The parathyroid hormone factor becomes more relevant when analyzing studies showing bone health improvement due to an alkaline diet. The ones I've looked at measure urinary calcium excretion, which isn't necessarily an indicator for bone health (again, because calcium excreted can be accounted for by increased intestinal absorption.) If bone loss was occuring, as is often implied, parathyroid hormone would be elevated. As far as I know, no evidence of parathyroid hormone elevation due to decreased calcium because of too much animal protein ingestion has been shown.
So how does this tie in to our friends the cavemen? Well, first of all, the macrobiotics were wrong again (no surprise there).
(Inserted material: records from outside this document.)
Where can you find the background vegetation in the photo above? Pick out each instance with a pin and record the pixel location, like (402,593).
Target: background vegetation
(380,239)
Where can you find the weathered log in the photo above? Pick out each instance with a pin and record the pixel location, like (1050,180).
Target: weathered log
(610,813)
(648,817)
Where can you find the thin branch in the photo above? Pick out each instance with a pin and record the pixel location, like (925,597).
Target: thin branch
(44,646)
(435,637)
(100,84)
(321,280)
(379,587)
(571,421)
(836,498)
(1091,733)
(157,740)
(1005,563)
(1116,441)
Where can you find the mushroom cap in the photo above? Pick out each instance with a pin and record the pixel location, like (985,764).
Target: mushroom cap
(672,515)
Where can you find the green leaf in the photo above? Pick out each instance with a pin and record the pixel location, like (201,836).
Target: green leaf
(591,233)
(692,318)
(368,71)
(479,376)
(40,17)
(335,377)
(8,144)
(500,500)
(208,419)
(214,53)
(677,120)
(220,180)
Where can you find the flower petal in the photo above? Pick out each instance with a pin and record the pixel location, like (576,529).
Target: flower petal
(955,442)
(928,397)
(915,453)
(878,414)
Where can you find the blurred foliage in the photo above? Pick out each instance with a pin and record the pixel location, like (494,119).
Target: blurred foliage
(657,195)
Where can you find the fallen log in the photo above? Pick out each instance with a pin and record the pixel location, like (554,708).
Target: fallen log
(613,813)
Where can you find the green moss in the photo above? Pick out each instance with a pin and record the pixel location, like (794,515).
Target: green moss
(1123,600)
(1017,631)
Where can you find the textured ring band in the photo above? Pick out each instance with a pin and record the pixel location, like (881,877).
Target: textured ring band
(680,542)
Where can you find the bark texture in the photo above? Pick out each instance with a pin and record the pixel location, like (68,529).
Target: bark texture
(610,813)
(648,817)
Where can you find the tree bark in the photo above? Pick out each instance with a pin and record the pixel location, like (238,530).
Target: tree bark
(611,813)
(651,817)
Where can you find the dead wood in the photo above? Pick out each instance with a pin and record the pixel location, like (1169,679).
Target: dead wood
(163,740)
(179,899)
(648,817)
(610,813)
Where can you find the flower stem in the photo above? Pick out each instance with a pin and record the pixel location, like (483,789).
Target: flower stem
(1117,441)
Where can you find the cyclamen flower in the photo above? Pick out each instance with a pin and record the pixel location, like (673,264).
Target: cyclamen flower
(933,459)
Cereal grains are actually acid loading, just like meat. It is greens that are the most alkalizing, along with fruit and other vegetables. And historical modeling indicates that hunter-gatherer diets varied. About half were highly reliant on animal-based foods and had high net acid effects. Others were net alkaline. But since hunter-gatherers with both net acid and net base diets were virtually disease-free, it almost seems irrelevant.
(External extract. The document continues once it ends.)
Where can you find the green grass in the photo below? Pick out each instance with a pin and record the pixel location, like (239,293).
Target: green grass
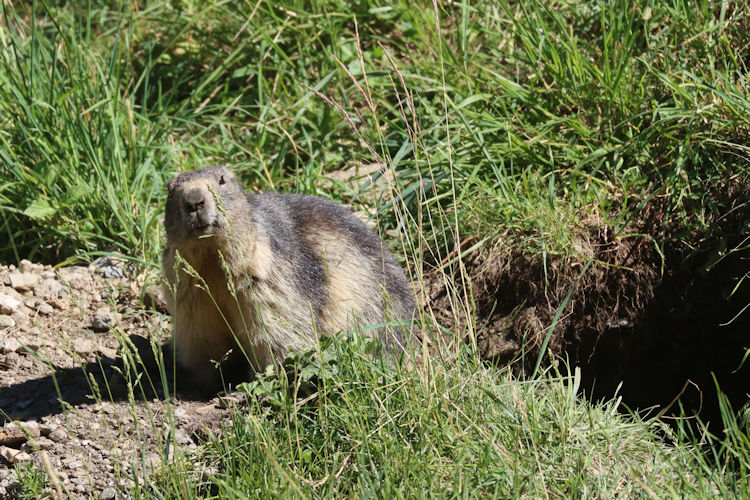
(517,121)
So what does all this mean for us?
Don't worry about meat robbing calcium from your bones. You'll excrete calcium if your urine is more acidic (with hydrogen ions being secreted to balance the acid load), but your body will be getting it from elsewhere. And even though your urine can become more or less acidic, your blood is going to stay the same. Though eating vegetables is generally a good idea for a variety of reasons, it's not because minerals are being robbed from the bones. And since it appears that half of the hunter-gatherer diets had high acid-load diets, and none of our caveman buddies had modern diseases, I wouldn't lose sleep over the possibility.
What we still don't know:
Some studies show that even small variations in serum acidity may be physiologically significant, but don't prove that eating less meat due to its acid load is necessary. And though calcium and bone strength is often discussed, it is quite possible that variations are due to factors not related to acid-base chemistry. Although there appears to be a wide disagreement on the relevance of acid-alkaline intake, the metrics in the studies I have found are not always comparing the same or right things.
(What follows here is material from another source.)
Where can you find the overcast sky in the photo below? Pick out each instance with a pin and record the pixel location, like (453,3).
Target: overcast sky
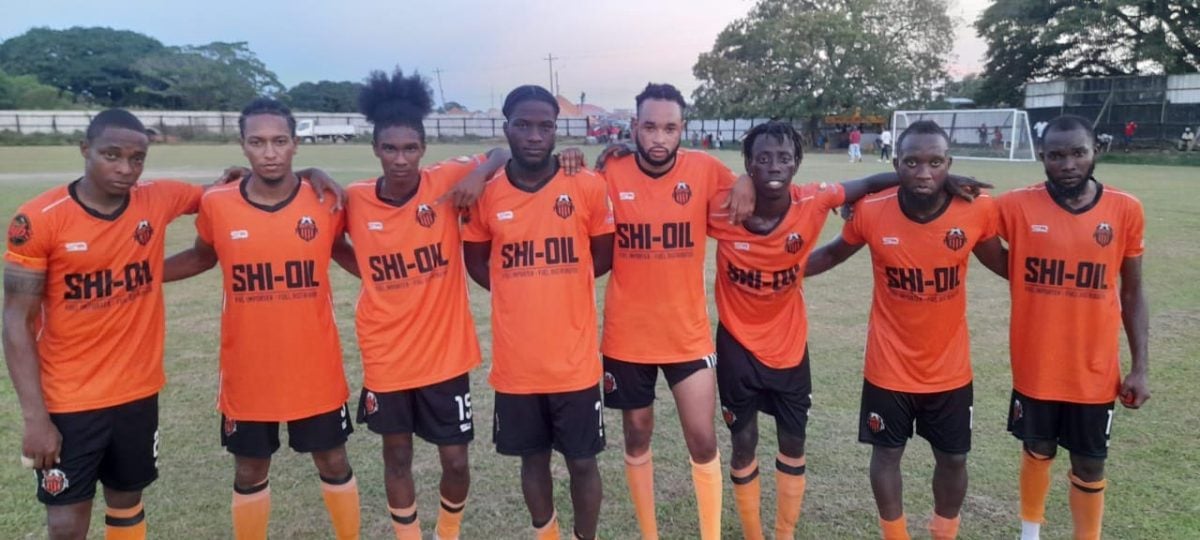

Furthermore, there is conflicting research on the effects of exercise on alkalinity and acidity. According to Bergner's reseach, long moderate walking seems to be alkalinizing—the respiratory buffer overcompensates for the CO2 load. It's possible that intense exercise acidifies urine, as the respiratory buffer is unable to keep up with the CO2 load generated by the Krebs Cycle. A lot of this is yet to be determined.
Just because I haven't found information proving that chronic net acid loads cause degenerative diseases (when controlling for other factors such as sugar) doesn't mean that it isn't out there (or won't later be discovered). Although there is disagreement, a lot is still unclear and requires further investigation. I, for one, am interested in anything anyone can dig up.
Where to Geek Out On This: My reference list is too long for print, but you can pubmed search the following authors: Kerstetter JE, Frassetto L, Morris RC Jr, Sebastian A., Pizzorno J, Katzinger J and Osther PJ.
Or Try This: Anybody who doesn't want to pore over research is welcome to buy a box of urine test strips. Mass experimentation is certainly in order, so let's get to it.